SOPA only favors the rich, does not stop piracy

Joseph Basco

The Stop Online Piracy Act (SOPA), has Internet users shaking in their desk chairs, but it has media conglomerates seeing dollar bills coming their way.

The bill, introduced by Rep. Lamar Smith (R-Tex.) and co-sponsored by representatives on both sides of the political spectrum Oct. 26, 2011, allows the U.S. Department of Justice or copyright owners to shut down websites on the suspicion of copyright infringement.

For example, if a YouTube user decides to upload an episode of South Park, just like the site’s early days, YouTube, not the user, would be given a court order for copyright infringement.

Additionally, the U.S. Attorney General could order Internet service providers to block access to youtube.com and force search engine providers such as Google to delete any link or reference to YouTube. A single episode of South Park would erase a website’s existence.

This means nobody would be able to visit Facebook or Google if they are suspected of violating the copyright law in any capacity. The bill would allow blatant internet censorship akin to what users in China have to contend with.

As of Jan. 9, 32 U.S. representatives have publicly supported SOPA, 18 have opposed the bill. That leaves 384 representatives who are undecided or have not publicly voiced their opinion.

Smith provided a list posted on the House Judiciary Committee website Dec. 22, 2011 of 142 organizations that support SOPA. As expected, both the Motion Picture Association of America and the Recording Industry Association of America support SOPA, hoping it will curtail the onslaught of online pirates illegally downloading box office hits such as Real Steel and the popular music album Take Care by Drake.

Comcast/NBC Universal, Viacom, CBS, the National Football League, Zuffa — the parent company of the Ultimate Fighting Championship, Marvel Entertainment and, quite oddly, school textbook publisher McGraw-Hill Education — are just some of the other organizations that support SOPA.

Human rights organizations such as the American Civil Liberties Union and the Electronic Frontier Foundation oppose SOPA, citing its potential to violate first amendment rights. Google, Facebook, Twitter, Reddit and the Wikimedia Foundation oppose the bill for similar reasons.

Some organizations, such as Nintendo and Go Daddy, now oppose SOPA after initially supporting it. The flip-flopper groups decided against the anti-piracy bill only after hearing their customers complain of the bill’s potential for censorship.

With the exception of human rights organizations, every organization and person invested in SOPA have monetary reasons for standing on their viewpoint. The MPAA and media conglomerates want more money because of perceived “lost revenue” from piracy. Google and Facebook would lose money from sources such as ad revenue if their sites get shut down for as much as a day. The typical Internet user, who may or may not admit to online piracy, would now have to pay for the latest movies and UFC pay-per-views.

Overall, SOPA would only benefit the Viacoms and Disneys of the world. And they are using Smith, who received thousands of dollars from TV, movie and music industry organizations for his 2012 campaign committee, as their expensive congress puppet, according to opensecrets.org.

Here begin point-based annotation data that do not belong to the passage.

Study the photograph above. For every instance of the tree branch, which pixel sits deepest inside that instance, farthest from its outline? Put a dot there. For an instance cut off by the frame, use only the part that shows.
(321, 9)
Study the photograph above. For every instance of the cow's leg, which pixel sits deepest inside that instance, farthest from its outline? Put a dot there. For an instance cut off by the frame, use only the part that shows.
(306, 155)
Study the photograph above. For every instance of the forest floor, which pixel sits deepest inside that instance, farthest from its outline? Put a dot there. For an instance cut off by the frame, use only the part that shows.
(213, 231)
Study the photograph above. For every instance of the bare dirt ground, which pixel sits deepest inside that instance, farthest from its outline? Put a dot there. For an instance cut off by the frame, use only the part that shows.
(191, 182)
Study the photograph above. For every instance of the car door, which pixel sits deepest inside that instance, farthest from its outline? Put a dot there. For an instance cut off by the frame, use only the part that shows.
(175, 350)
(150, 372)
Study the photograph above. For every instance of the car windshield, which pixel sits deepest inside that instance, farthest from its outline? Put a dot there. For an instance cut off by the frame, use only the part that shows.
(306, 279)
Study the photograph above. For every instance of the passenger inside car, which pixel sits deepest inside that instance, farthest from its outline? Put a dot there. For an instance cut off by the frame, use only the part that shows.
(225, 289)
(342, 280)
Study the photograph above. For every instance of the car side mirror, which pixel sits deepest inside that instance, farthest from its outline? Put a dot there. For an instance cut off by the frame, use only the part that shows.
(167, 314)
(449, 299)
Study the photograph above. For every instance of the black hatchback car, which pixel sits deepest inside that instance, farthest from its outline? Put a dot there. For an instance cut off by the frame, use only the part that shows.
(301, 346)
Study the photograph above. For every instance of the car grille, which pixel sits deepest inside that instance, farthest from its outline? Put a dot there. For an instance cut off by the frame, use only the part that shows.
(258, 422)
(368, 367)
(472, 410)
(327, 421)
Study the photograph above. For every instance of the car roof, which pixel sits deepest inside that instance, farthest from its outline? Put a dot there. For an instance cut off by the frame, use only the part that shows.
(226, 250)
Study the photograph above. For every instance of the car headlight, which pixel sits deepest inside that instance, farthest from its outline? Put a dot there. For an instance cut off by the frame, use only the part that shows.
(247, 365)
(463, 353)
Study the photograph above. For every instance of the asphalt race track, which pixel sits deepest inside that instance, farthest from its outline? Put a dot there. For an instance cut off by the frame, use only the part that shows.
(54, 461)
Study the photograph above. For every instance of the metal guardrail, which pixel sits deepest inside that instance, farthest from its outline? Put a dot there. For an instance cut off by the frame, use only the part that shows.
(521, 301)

Internet users have openly opposed the bill since its introduction to the House of Representatives. One website, americancensorship.org, encourages Internet users to write letters to their respective representatives and senators. The site also provides html code to censor a website’s logo with a black bar that says “stop censorship.” Internet forum users have censored their avatars in protest of the bill.

Writers of op-ed pieces from various newspapers and blogs have also expressed opposition to the bill. Rebecca MacKinnon said in a New York Times opinion article, “The potential for abuse of power through digital networks – upon which we as citizens now depend for nearly everything, including our politics – is one of the most insidious threats to democracy in the Internet age.”

Edward J. Black, president and CEO of the Computer and Communications Industry Association, said in a Huffington Post article that SOPA would do little to stop piracy websites. He said new ones would reappear hours after the old ones get shut down, as what happens now when the Immigration and Customs Enforcement division of the Department of Homeland Security shuts down file sharing websites.

Piracy is hard to kill.

Personally, I would not want this bill to be passed because it would destroy the greatest resource of information the human race has. Why should everybody lose access to Google’s search engine if one person decides to search for movie torrents?

This bill would violate our free society’s rights. We have a right to free speech, according to the first amendment. I would not want to live under a government that controls what its citizens can and cannot read on the Internet.

The bill is scheduled to be discussed and voted on during the next congress meeting later this month. Until then, enjoy the Internet as freely as possible.